I couldn't even contemplate an age beyond that, it seemed like another world. Yet, here I am thinking about pensions and wondering if I should finally give in and start wearing make up. What sort of 'old' person will I become? I asked my Dad about aging and he said the best part is getting away with stuff you wouldn't say when you were younger. So, maybe I'm destined to be that old person, cheeky and probably capable of embarrassing my children without too much effort! I am sure there are other advantages too. Wearing outrageous clothes that don't match, eating biscuits for breakfast... oh hang on, I already do those. A bus pass would be useful, and the time to use it!

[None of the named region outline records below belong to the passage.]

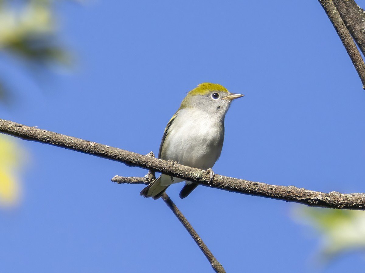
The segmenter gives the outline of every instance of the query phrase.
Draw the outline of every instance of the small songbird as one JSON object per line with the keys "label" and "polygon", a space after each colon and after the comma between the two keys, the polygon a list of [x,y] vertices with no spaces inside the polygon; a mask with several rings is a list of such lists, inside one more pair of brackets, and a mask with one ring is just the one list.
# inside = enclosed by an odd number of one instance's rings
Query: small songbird
{"label": "small songbird", "polygon": [[[201,83],[193,89],[167,124],[158,158],[207,170],[212,179],[211,168],[220,155],[223,146],[226,114],[232,101],[243,96],[230,93],[215,83]],[[162,174],[142,190],[141,195],[157,199],[169,186],[182,181]],[[186,181],[180,197],[186,197],[198,185]]]}

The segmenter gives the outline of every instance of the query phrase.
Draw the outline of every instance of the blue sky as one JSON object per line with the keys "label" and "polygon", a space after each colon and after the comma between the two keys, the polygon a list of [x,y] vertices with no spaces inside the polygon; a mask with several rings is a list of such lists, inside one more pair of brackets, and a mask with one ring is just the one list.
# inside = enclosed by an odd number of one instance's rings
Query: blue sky
{"label": "blue sky", "polygon": [[[186,92],[219,83],[245,96],[226,116],[216,174],[364,191],[365,91],[318,1],[96,1],[57,11],[76,67],[40,85],[2,63],[18,100],[1,118],[157,154]],[[110,181],[145,170],[18,142],[28,159],[20,203],[0,211],[0,271],[212,271],[162,201]],[[182,186],[167,192],[227,272],[363,268],[356,253],[316,267],[319,237],[293,220],[297,205],[202,186],[180,199]]]}

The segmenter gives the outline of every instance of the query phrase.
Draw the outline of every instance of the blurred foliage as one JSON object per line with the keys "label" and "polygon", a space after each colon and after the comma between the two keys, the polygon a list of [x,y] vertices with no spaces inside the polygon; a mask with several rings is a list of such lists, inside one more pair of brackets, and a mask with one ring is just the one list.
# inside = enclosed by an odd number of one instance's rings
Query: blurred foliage
{"label": "blurred foliage", "polygon": [[14,141],[14,138],[0,135],[0,206],[14,206],[19,199],[18,176],[21,158],[24,158],[23,149]]}
{"label": "blurred foliage", "polygon": [[[50,65],[68,66],[71,58],[58,39],[57,16],[51,0],[0,0],[0,53],[11,56],[30,71],[46,71]],[[17,64],[18,64],[17,63]],[[0,102],[8,104],[11,90],[0,75]],[[19,199],[16,174],[24,152],[14,138],[0,135],[0,206]]]}
{"label": "blurred foliage", "polygon": [[295,216],[321,235],[318,262],[328,262],[346,252],[365,250],[365,211],[301,206]]}
{"label": "blurred foliage", "polygon": [[[57,16],[51,0],[0,0],[0,52],[30,66],[48,69],[71,63],[70,55],[57,37]],[[0,101],[11,90],[0,75]]]}

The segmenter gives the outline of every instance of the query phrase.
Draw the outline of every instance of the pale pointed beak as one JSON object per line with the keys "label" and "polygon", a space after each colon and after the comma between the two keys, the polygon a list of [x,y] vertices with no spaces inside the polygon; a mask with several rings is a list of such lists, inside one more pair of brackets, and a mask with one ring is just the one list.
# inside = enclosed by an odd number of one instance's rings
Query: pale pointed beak
{"label": "pale pointed beak", "polygon": [[244,95],[242,95],[242,94],[235,94],[234,93],[231,93],[230,94],[229,96],[227,96],[225,98],[223,98],[222,99],[228,99],[230,100],[233,100],[234,99],[243,97]]}

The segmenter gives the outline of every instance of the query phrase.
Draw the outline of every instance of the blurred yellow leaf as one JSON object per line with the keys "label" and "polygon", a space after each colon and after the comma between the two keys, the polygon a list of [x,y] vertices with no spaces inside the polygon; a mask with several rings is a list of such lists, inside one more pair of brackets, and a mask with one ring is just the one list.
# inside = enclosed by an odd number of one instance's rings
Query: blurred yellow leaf
{"label": "blurred yellow leaf", "polygon": [[15,177],[0,169],[0,206],[14,205],[19,199],[19,184]]}
{"label": "blurred yellow leaf", "polygon": [[0,135],[0,206],[14,206],[19,202],[18,177],[22,163],[20,155],[24,158],[24,153],[15,139]]}
{"label": "blurred yellow leaf", "polygon": [[300,222],[311,226],[321,236],[322,262],[354,250],[365,250],[365,211],[301,206],[295,210]]}

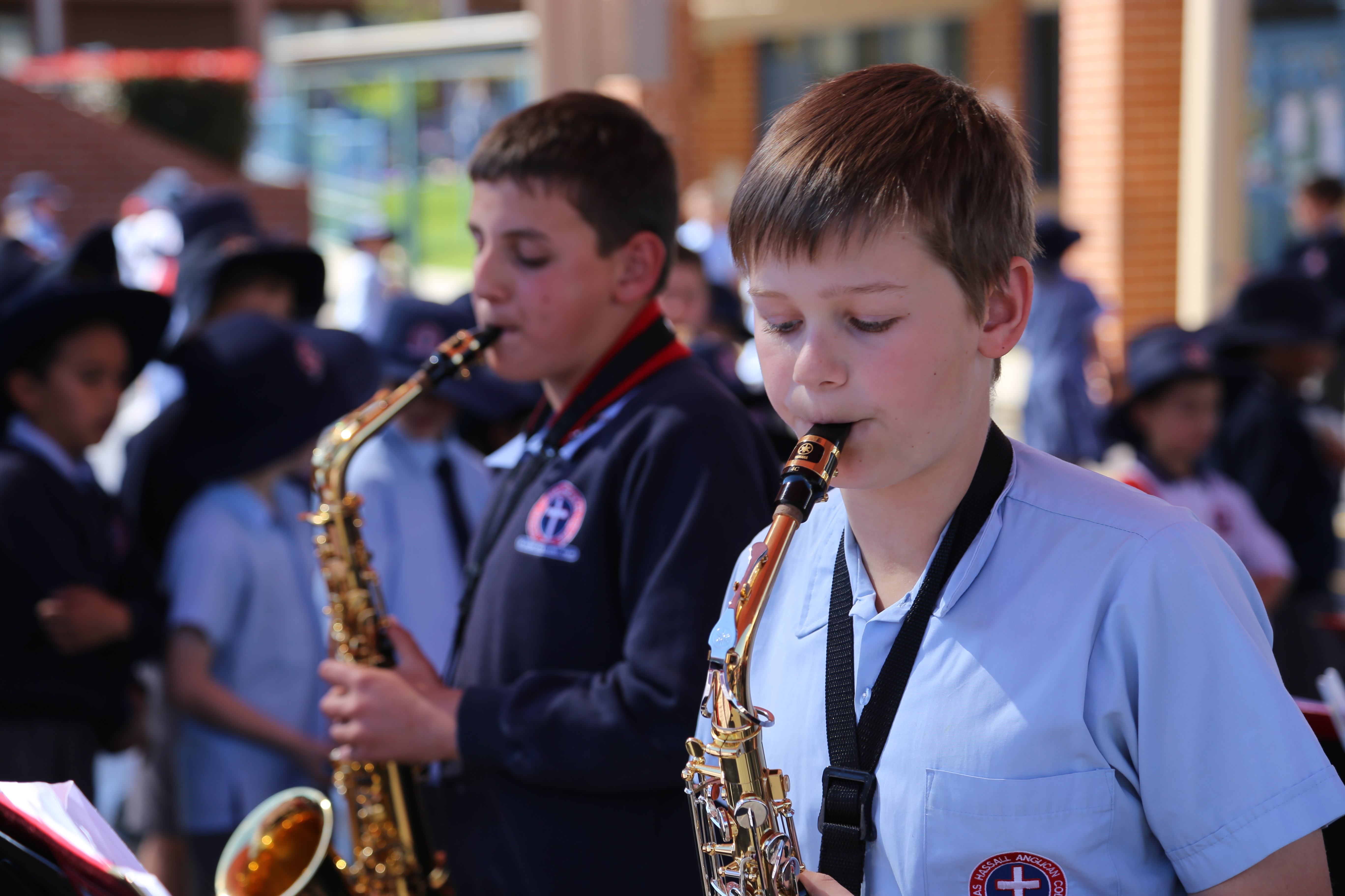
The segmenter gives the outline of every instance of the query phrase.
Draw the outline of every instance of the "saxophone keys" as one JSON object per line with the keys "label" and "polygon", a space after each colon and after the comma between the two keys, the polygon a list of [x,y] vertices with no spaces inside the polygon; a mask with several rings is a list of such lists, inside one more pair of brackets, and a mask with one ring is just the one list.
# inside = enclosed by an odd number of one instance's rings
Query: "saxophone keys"
{"label": "saxophone keys", "polygon": [[740,827],[761,827],[769,817],[771,807],[756,797],[744,797],[733,807],[733,821],[738,822]]}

There's a more serious side to all this, though. The idea of being a burden in old age worries a lot of people, as does being lonely. I'm already thinking about Jade going to Uni next year and what I will do when Luke goes too. It might seem a world away now, but time has a habit of catching up with you and I don't want to be that relative who gets the dutiful weekly phone call and monthly visit, I want to still be me. I want to be able to connect with people, contribute and be interesting. I think the secret lies in viewing getting older as a two-way street, If you are concerned that you are facing loneliness or beginning to feel cut off from family, find a new direction. Learn a skill, or join a group. It will help you feel more confident and give you something to talk about too. If you've worked your whole life and now you've got the time to show for it, use it! On the other hand, if you are concerned that your parents or grandparents are missing you, find new ways to connect. Teach them to use the internet, or find a hobby you can enjoy together, even if it's once a month. Bathing Solutions, who find innovative and imaginative ways to help the older generation to maintain their independence, have some brilliant ideas in their Breaking Barriers guide, which aims to assist the elderly in becoming more active socially. There is a wealth of information and it's well worth a read, particularly if you are concerned about a relative.
Or, you could do what my family like to do, and just pretend it's not happening. Photos from the top; my nan, grandad and dad, all proving that age is just a number!